甚至連定親的婚帖都不交換了,直接下婚書。
這擺明了是要報當初的仇!
他死活不同意,奈何妹妹規勸良久,說他們當年反悔便傷了人家的臉面,眼下再反悔,怕是皇帝都要親自來戳蕭家的脊梁骨。
事已至此,她必須如約嫁給沈珩。
蕭盛銘看着手中的紅帖,大怒:“沈珩是什麽意思,婚嫁要準備的東西那麽多,他竟然把日子定得那麽近,不擺明了要全天下看我們的笑話,小妹嫁過去焉能有好!”

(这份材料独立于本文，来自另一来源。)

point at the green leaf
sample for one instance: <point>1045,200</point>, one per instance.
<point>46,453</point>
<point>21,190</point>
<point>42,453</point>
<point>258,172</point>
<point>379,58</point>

徐氏嘆道:“哪知沈相居然提出娶親的要求,這事真是害了羨魚後半輩子”
這種交換來的親事,來日蕭羨魚過得再不好,也輪不到他家來說和離,只能被冷待或被休。
可兩個人知道,蕭羨魚在李家已經過了三年煎熬的日子…因為蕭家在定親當天臨時反悔,被人诟病,在太後的授意下,李家勉強應下了婚事。
李家自诩讀書人的風骨清流,李五郎李準生打心底裏看不上這位侯府嫡女,又早與蕭羨魚的小表妹霍柔依情投意合,故而冷眼旁待,正值蕭家日況俞下,李家便以沒有生育為由要和離,太後也不好幹涉。
最可氣的是,半年前李淮生剛和離便急不可耐去霍家下聘,日子也是定在近期。
蕭盛銘對着妻子嘆了口氣,無奈道:“是我沒用,父親和大哥死後,我沒能将侯府撐起來,小妹被陷害,我什麽都做不了。這些年朝堂局勢動蕩,我更沒法保護她,被太後東嫁西繼。這次原以為秦家大郎死了,小妹能安安穩穩在家度過餘生,不想陳年舊禍又找上門。”
徐氏卻道:“當年明明是太後背後軟硬兼施,非要我們反悔,讓羨魚嫁去李家的。”
蕭盛銘搖搖頭,“親是我們家反悔的,人家的尊嚴是被我們踐踏的,賬自然記在我們身上,小妹…命苦。如今事情平息,是最好不過的了。你辛苦些日子,抓緊辦好出嫁事宜,為小妹盡力做到體面罷。”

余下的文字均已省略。